Yes, to what
@Friday said, especially re prioritizing stabilization, i.e., dealing with self-harm, s/i, basics such as safety, housing, drugs/alcohol, etc., then making sure you have a good set of proven coping and distress tolerance skills, before diving into the trauma.
By proven, I mean that, if I slip up and self-harm, the trauma-focused therapy needs to be stopped or paused or can't start until I've gone a certain amount of weeks/months without self-harming. I have to prove to myself and to my T that I will be able to handle the distress of confronting the trauma head-on without resorting to seriously self-destructive faux "coping" skills.
My understanding is that all evidence-based forms of trauma-focused therapy, once you are stable, has some element of exposure to it. That includes EMDR, as well as Prolonged Exposure (PE), narrative therapy, etc. By exposure that means, at a minimum, being able to talk about the trauma without either completely dissociating, going numb, or falling apart.
That does NOT mean it's easy, or that you won't struggle with over- or under-emotionality. It just means you are exposing yourself to the memory(ies) of the trauma, without running away or becoming completely unglued. A good trauma therapist will be able to help you "titrate" (find the right balance) your emotions so that you stay within your window of tolerance.
Exposure can also mean you approach other things you avoid. I don't know if EMDR includes any homework or if you work on exposing yourself to things irl that you avoid because it reminds you of the trauma, like people, places, and things.
I recently finished 10 weeks of PE, where the protocol is to recount the traumatic memory week after week (called imaginal exposure), feeling the fear and anguish, yet pushing through it to desensitize yourself to it. NOT desensitize yourself in the sense of going numb or not caring, but for the physiological arousal and fear response to decrease. In PE you monitor your distress level to make sure that it is going down over time and not escalating. You also expose yourself to things you avoid irl, called in vivo exposure. For example, I avoid certain yoga positions because they give me flashbacks and my hypervigilence goes through the roof. My in vivo exposure was just to go to my yoga class, and work up to certain poses on my own at home.

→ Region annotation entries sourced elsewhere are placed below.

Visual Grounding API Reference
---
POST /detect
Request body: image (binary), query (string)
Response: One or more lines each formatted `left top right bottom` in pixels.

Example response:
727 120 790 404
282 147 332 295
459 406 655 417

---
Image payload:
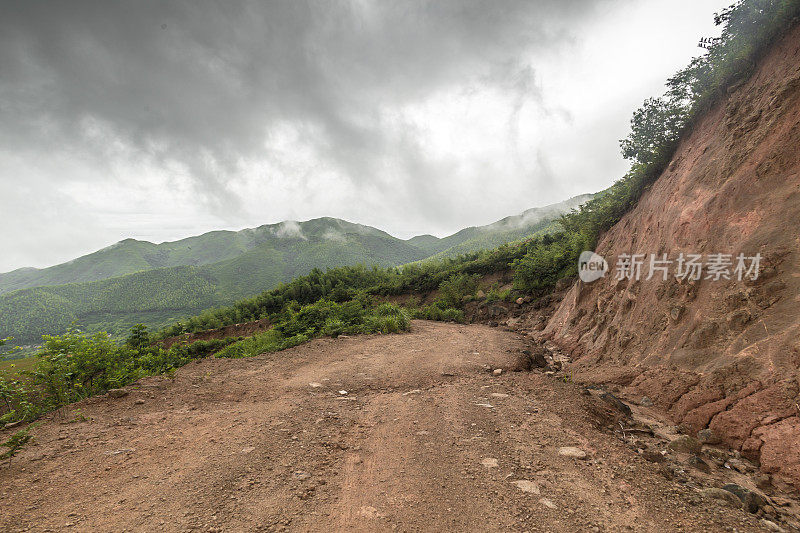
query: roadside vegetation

PE was in-f*cking-tense! But it damn well worked, at least for that particular memory. I trust my T a lot, and she was very skilled in pushing me to connect with the memory and emotions when I was numbing out, yet helping me stay present when I got so caught up in the past and was starting to dissociate. It did get worse before it got better.
I think the main difference with "regular" therapy and trauma therapy is that during PE our check ins for the previous week were really about the in vivo homework. There wasn't time to meander about how my week was in general. In the 75-90 minute weekly sessions we spent about 15 minutes reviewing HW, then 30 minutes doing the imaginal exposure (brutal), then the rest of the time processing the traumatic memory. Each week it was a little different.

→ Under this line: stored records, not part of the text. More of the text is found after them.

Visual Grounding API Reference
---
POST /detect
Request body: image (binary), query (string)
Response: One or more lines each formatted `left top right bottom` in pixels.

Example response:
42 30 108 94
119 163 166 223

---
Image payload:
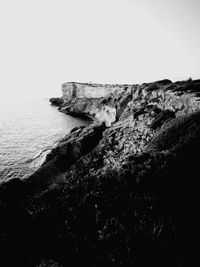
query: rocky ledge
0 79 200 267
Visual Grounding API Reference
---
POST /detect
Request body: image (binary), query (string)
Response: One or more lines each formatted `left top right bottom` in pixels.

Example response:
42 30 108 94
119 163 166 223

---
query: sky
0 0 200 98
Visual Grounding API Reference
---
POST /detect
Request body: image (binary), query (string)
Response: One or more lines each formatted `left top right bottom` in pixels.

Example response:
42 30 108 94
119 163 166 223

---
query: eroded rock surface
0 80 200 267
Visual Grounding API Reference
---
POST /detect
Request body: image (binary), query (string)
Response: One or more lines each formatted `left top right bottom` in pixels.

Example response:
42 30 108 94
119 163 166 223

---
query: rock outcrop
0 79 200 267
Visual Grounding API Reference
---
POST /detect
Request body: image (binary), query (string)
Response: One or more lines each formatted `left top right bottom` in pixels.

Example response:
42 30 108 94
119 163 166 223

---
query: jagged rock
0 80 200 267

EMDR has an exposure component, I believe, in that you are exposing yourself to the traumatic memories you'd rather avoid. You have to be able to tell your T what happened, and what is going on for you internally. To the best of my knowledge, EMDR and PE are the only two evidence-based (meaning well-researched with proven results) trauma-focused therapies that many insurance companies, HMOs, and the VA prefer. There are other therapies out there, they just haven't been widely researched.
Hope this helped give you some insight and context! Good luck with the new T!